Şahin tries to be sanguine concerning the firm’s inventory — he says he appears the value up about as soon as per week, far much less usually than he checks medical journal websites. And he stresses that the corporate has at all times been clear with traders about its true imaginative and prescient: “We can’t guarantee to them what is going to happen in the next Covid season. This is more dependent on what’s happening in the world and how the virus is evolving, and less dependent on our competencies.”

Still he was stunned not too long ago when the share worth rose as traders anticipated the corporate would create a vaccine for monkeypox. (BioNTech has not began work on a jab for the spreading illness. Şahin says they’re “preparing ourselves to be prepared” to take action, but it surely doesn’t appear to be a worldwide problem but.)

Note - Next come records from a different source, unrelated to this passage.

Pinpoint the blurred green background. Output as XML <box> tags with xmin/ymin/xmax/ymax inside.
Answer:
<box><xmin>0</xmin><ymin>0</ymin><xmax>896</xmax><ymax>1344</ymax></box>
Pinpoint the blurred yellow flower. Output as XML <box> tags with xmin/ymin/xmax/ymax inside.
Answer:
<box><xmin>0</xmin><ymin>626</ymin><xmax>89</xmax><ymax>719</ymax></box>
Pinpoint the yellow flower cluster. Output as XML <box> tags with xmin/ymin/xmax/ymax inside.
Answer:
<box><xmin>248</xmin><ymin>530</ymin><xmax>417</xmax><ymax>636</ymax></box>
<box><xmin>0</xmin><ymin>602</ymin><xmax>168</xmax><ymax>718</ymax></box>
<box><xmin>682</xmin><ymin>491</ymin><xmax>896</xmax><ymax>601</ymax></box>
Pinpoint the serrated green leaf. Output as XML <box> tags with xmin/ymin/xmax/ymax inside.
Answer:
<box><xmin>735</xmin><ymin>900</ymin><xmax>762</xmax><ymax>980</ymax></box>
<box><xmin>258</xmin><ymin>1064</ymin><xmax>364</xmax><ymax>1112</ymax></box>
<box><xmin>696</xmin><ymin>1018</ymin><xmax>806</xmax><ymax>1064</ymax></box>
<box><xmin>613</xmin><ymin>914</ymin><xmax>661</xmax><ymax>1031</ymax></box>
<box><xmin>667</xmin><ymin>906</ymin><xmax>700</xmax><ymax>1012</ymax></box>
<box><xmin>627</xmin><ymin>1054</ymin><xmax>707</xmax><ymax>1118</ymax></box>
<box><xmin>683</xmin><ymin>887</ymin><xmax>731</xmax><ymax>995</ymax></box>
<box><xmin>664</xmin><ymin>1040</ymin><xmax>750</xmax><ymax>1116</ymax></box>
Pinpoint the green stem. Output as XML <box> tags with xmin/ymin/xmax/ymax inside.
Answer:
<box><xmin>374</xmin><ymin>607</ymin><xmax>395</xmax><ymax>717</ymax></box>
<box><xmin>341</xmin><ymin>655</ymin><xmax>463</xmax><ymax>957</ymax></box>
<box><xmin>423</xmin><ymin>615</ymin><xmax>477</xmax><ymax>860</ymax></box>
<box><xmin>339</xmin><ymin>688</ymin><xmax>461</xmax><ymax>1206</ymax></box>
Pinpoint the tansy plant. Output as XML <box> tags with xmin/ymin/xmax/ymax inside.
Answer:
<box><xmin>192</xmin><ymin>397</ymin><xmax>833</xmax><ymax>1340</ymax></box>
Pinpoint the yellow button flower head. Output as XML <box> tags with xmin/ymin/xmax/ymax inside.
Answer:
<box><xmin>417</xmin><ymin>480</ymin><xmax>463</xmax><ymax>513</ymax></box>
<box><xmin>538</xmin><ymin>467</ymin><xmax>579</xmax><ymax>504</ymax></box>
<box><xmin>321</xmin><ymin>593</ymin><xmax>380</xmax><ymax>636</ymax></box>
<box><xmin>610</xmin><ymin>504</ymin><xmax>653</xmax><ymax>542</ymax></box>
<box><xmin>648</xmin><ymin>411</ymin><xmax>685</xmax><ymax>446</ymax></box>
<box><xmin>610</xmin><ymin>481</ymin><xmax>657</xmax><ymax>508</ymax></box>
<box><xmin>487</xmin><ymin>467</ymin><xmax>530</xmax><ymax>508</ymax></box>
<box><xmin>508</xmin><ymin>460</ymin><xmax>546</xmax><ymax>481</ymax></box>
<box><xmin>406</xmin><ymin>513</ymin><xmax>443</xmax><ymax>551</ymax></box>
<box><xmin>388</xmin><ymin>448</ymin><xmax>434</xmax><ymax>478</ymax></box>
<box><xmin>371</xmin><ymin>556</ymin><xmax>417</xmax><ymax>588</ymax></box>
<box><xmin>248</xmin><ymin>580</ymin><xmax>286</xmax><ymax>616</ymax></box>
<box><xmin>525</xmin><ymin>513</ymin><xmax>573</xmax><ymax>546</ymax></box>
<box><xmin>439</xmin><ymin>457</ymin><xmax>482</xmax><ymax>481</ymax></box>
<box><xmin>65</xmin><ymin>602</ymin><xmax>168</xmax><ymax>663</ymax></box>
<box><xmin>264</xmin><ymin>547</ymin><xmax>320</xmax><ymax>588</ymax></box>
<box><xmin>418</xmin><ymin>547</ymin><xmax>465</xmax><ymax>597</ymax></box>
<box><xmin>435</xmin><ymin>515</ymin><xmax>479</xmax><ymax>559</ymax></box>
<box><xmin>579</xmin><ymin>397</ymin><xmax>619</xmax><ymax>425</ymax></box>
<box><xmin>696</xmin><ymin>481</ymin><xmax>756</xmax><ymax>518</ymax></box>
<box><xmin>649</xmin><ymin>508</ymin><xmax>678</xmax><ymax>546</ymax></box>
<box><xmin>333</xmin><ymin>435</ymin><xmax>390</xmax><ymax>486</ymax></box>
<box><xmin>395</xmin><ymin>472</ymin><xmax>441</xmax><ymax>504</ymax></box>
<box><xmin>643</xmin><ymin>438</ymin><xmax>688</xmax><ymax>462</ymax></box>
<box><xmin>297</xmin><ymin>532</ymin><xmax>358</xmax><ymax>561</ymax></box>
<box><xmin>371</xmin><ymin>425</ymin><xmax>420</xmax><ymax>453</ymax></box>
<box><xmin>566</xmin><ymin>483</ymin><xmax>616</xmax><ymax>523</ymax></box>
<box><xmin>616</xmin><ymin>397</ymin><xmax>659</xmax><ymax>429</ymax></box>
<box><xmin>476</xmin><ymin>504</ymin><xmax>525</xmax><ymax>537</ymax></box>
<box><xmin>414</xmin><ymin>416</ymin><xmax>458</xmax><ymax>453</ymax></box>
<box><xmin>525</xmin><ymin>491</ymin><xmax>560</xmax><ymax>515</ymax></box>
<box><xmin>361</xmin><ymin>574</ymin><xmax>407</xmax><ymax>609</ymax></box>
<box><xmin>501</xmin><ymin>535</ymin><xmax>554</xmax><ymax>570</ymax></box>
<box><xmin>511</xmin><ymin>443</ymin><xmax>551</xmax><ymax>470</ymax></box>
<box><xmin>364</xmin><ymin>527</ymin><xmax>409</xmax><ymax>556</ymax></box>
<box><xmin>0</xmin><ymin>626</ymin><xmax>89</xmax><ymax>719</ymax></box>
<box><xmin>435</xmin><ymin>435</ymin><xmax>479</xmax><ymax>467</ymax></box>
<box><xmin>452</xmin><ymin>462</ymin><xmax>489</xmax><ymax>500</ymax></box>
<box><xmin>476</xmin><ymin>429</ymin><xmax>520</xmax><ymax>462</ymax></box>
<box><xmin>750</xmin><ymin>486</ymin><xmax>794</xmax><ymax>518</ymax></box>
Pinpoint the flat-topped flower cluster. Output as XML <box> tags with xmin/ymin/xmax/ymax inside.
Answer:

Some traders are asking whether or not BioNTech can deal with fairly a lot money — and tackle so many challenges without delay.

(L-R) President of Ghana Nana Akufo-Addo, German minister of economic cooperation and development Svenja Schulze, director of the Africa Centres for Disease Control and Prevention John Nkengasong, WHO director general Tedros Adhanom Ghebreyesus, Rwanda’s president Paul Kagame, BioNTech CEO Ugur Sahin, president of Senegal and African Union Macky Sall during a statement by Tedros at BioNTech’s manufacturing site at  in Marburg, western Germany, in February
(L-R) President of Ghana Nana Akufo-Addo, German minister of financial co-operation and growth Svenja Schulze, director of the Africa Centres for Disease Control and Prevention John Nkengasong, WHO director-general Tedros Adhanom Ghebreyesus, Rwanda’s president Paul Kagame, BioNTech CEO Ugur Sahin, president of Senegal and African Union Macky Sall throughout a press release by Tedros at BioNTech’s manufacturing web site in Marburg, western Germany, in February © Andre Pain/AFP/Getty Images

While the corporate has determined to make use of the overwhelming majority of its vaccine proceeds for inside funding, with simply a few small bolt-on acquisitions, it did announce plans to return nearly €2bn to shareholders in a buyback and dividend. This additionally divided shareholder opinion, as a result of it’s so uncommon for a biotech with many programmes in early stage growth to cough up money. “It was a terrible idea,” says Powell at Polar Capital. “It’s such a waste of money.” 

But analysts say that the majority long-term traders belief the founders who delivered the Covid vaccine at such scale and velocity. Van Voorthuizen at Kempen says they’re notably “diligent” about structuring their trials in order that they offer strong solutions to particular questions. “They will stop [a trial] if it doesn’t work. They are not depending on one or other programmes to make or break the company,” she says.

The healthcare banker believes BioNTech is “by far the most exciting biotech in Europe”, including that there aren’t any founders extra inspirational than Şahin and Türeci. “They are so insanely smart and they work so damn hard,” he says.

Türeci describes how Şahin can suck up data, quickly studying dozens of papers on a brand new situation. “It’s sort of something like machine learning what he does,” she jokes. “In a weekend, the entire history of science on this specific topic.” 

Governments from around the globe are calling for recommendation for birthing their very own variations of BioNTech, Türeci says. But, simply as the corporate stunned the world in 2020 by navigating the uncharted waters of mRNA vaccine growth, Türeci says they’re as soon as once more heading into “unknown territory”. And this time, success isn’t more likely to occur at lightspeed.